Mirla Pérez
Hoy viene a mi mente el quinto mandamiento: no matarás. Uno de los valores que ha cruzado toda la civilización occidental. Para los cristianos significa amor a Dios y al hombre (nuestro hermano), no tenemos el permiso de quitar la vida a nadie y eso pasa por el reconocimiento del otro —persona— que nos interpela en su presencia.
La presencia del otro es libertad, no sólo la mía sino la de él. Cuando se infringen las libertades mutuas y el irrespeto a la vida o cualquier posesión de las personas existe el Estado y sus leyes para corregir y velar por las garantía y bienestar del ciudadano.
Hoy vemos con gran asombro (ojalá nunca lo perdamos) cómo la muerte se puede convertir en proyectos político, en exterminio para el control social, sea aplicado al delincuente, a la familia de éste o, simplemente, a todo aquel que se atreva a mostrar disidencia política, social, cultural, de género, etc.
Escribo esto porque me viene impactando cómo en un pueblo del Zulia de no más de 80 mil habitantes la muerte se ha apoderado de la calle, de los hogares, de la persona. “Todos los días hay muertos, y no uno, sino dos, tres y hasta siete”, me dice una vecina despavorida de presenciar lo que en otro tiempo era imposible de pensar.
La muerte provocada por el otro (delincuente o policía) se va metiendo como lógica de la convivencia.

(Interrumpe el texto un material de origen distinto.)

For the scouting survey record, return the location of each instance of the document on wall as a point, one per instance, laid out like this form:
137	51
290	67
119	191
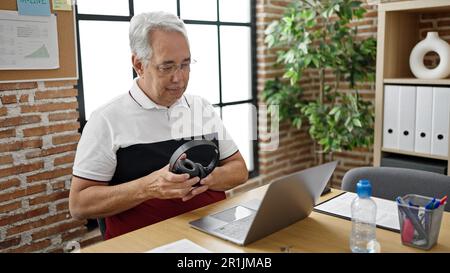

El habitante común comienza a ver la muerte como posibilidad de control social y eso es lo grave. La primera muerte que puede la persona justificar es la del delincuente, éste ya no es procesado, investigado ni mucho menos castigado con su libertad sino simplemente eliminado.
Comienzas a escuchar de parte de la población argumentos como este: “se ha multiplicado la maldad, mataron a dos muchachos que robaban una camioneta, pero está bien porque todos ya estamos encerrados, por culpa de la delincuencia…” dicen los habitantes del pueblo, y así se extienden en argumentos que justifican lo injustificables y parece no darse cuenta de la enorme afectación a la convivencia ciudadana.
Hay Estado, uno que actúa bajo la sombra del crimen y la impunidad. Un Estado que eligió matar y condenar sin juicio tanto al delincuente como al que piensa distinto. Un Estado que decide actuar de esa manera está asentado en el presupuesto de que el otro al que regula no es humano. Nos han quitado el alma y nos han cosificado para podernos dominar. El emplazamiento humano se perdió y queda sólo la dominación totalitaria que extermina y elimina al otro cuando como proyecto político así lo requiere.
La acción criminal de los cuerpos policiales y de los delincuentes entre sí y hacia toda la población comienza a presentarse como modelaje social muy peligroso. En este pueblo que presento como referencia, me crie, imposible proyectar en el pasado un futuro colmado de tantas muertes. Lo impensable se concreta en la realidad de un proyecto criminal.
El modelaje se proyecta y va madurando, quedé sin aliento cuando en sus múltiples relatos los vecinos dicen: “mataron a palo al hijo de José… lo llevaron al hospital, pero no logró sobrevivir”. José fue un amigo de mi infancia, su hijo (culpable o no) muere hoy en manos de la comunidad, primer linchamiento de mi querido pueblo de 80 mil habitantes.
La convivencia no puede estar basada en la muerte y la eliminación del otro. El linchamiento va tomando un cuerpo que espanta tanto como la criminalidad del delincuente y como la de los organismos policiales. Reina la libertad de matar en impunidad, desde ahí no puede proyectarse una sociedad ni comunidad.
Esta realidad nos mueve el piso y nos obliga a pensar: ¿qué hacer? El diagnóstico es claro: el mal viene del régimen político, las salidas confusas, lo que va quedando claro es nuestro compromiso como cristianos y como personas que procuremos el bien. ¡Mucho por hacer!